Hari pertama penggalangan dana, Faishal dan timnya melakukan street fundraising di sekitar Pasar Cileungsi Bogor. Mereka turun ke lampu merah, mengangkat poster, menyapa pengendara, dan menjelaskan bahwa setiap rupiah yang terkumpul akan disalurkan kepada korban banjir. Ada yang hanya memberi uang receh, ada yang memberi dengan jumlah besar. Banyak warga yang merogoh kantong untuk memberikan uang seikhlasnya. 

Bukan hanya diam berdiri di pinggiran jalan, Sebagian tim bahkan masuk ke dalam pasar Cileungsi untuk menyodorkan kotak amal ke setiap toko. Banyak pedagang yang memberikan sumbangan dari hasil jualannya hari itu. Faishal dan rekan-rekannya terharu melihat kepedulian begitu banyak orang.

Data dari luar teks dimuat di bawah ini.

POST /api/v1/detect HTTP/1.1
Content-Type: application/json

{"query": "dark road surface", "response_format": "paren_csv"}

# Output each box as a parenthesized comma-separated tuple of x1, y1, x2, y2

Rencananya, BEM STAI AL-Fatah akan menyalurkan bantuan dana yang terkumpul melalui lembaga kemanusiaan terpercaya. Salah satunya adalah Ukhuwah Al-Fatah Rescue (UAR) yang sudah berada di Lokasi bencana, apalagi beberapa mahasiswa STAI Al-Fatah ada yang menjadi relawan di lembaga kemanusiaan itu. BEM STAI Al-Fatah juga akan membuat laporan terbuka agar semua donatur tahu ke mana dana mengalir. Transparansi itu membuat semakin banyak orang percaya pada gerakan mahasiswa tersebut.

Sejak hari itu, Faishal dan rekan-rekannya bertekad untuk terus terlibat dalam kegiatan sosial. Ia percaya bahwa kepedulian tidak harus lahir dari posisi tinggi atau kekuatan besar—cukup dari hati yang tidak tega melihat penderitaan. Dan bagi Faishal, langkah kecil itu telah membuktikan satu hal: mahasiswa, kapan pun dan di mana pun, selalu bisa menjadi harapan bagi masyarakat yang membutuhkan.